Au-delà des Amériques, les auteurs étrangers se sont frayés un chemin dans cette rentrée et notamment Salman Rushdie avec son nouvel opus foisonnant deux ans huit mois et vingt huit nuits et qui raconte à la manière des mille et une nuits, l’invasion de notre monde par des ifrits, mauvais génies, accompagnés d’une armée de stupides serviteurs zombies ; « Rushdie, nous dit Stephane lançon, c’est Schehérazade, une Schéhérazade anglo-indienne transplantée depuis vingt ans par les sombres caprices de l’Histoire à New-York » Il reste que c’est avant tout cette destinée qui l’a fait connaître en France (Actes Sud). C’est aussi le cas d’Imbolo Mbue, avec Voici venir les rêveurs qui cumule les suffrages, comme émigrée camerounaise, qui vit à Manhattan et travaille dans la finance, et, a reçu la plus grosse avance (un million de dollars) pour son manuscrit pourtant inachevé. Il reste que le roman qui interroge les inégalités de conditions soulève l’enthousiasme de la critique.

 

Du côté des chroniqueurs

Etienne de Montety suit la carrière de Bruno Duteurtre et de son Livre pour adultes (Gallimard) curieux ouvrage, tout en collages et qui saisit essentiellement le temps qui passe, sur des sujets parfois parfaitement triviaux « Il sait aussi que le culte du rond-point et du réverbère n’a pas faibli dans les villages de France, que la normalisation hygiéniste ne rend pas les armes, que la sottise se porte plutôt bien. Mais l’âge venant, il les voit peut-être avec plus d’indulgence. ».« Ce livre décourageant est néanmoins un très beau roman où la littérature dévoile le meilleur sens de ses techniques et de son utilité » nous dit Bruno Frappat dans son analyse du roman de Yasmina Reza Babylone (Flammarion). «Investigation subtile de la psyché et de la société » renchérit d’ailleurs Alice Ferney dans le Figaro littéraire.

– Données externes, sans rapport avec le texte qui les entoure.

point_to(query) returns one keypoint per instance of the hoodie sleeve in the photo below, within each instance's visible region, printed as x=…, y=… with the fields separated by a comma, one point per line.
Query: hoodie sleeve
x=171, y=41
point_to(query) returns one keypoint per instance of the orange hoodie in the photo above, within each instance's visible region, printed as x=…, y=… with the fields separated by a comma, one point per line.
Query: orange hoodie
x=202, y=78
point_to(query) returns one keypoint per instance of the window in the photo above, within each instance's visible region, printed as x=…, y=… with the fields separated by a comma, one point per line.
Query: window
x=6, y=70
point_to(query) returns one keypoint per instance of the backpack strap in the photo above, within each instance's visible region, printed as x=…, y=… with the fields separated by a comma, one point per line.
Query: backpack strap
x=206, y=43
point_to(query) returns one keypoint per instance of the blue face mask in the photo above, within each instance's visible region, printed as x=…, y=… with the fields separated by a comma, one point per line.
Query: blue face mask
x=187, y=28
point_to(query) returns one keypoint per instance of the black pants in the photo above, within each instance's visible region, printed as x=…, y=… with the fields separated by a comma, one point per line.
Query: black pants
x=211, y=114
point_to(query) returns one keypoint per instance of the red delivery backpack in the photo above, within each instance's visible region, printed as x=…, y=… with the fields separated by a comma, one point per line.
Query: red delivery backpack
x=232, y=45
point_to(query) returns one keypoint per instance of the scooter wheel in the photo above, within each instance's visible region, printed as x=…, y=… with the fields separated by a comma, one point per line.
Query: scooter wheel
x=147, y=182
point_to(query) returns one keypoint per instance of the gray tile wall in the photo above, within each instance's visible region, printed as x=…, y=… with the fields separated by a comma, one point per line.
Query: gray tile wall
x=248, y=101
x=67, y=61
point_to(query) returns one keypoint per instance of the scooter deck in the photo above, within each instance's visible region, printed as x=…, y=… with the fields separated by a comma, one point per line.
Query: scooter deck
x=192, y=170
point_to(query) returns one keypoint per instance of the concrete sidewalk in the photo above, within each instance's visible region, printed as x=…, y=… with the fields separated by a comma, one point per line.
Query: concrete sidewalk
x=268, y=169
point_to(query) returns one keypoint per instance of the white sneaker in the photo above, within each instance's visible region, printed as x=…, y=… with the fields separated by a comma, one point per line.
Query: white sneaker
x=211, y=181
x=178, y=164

Enfin Stéphane Audeguy et L’histoire du lion personne sont accueillis cette semaine par Éric Chevillard dans son feuilleton, il tient à suivre l’auteur : « La grande originalité de Stéphane Audeguy est précisément de de choisir pour personnage un sujet on historique par nature, pourrait-ont dire, et même non romanesque, n’en déplaise à Joseph Kessel. » (Seuil, « Fiction & Cie).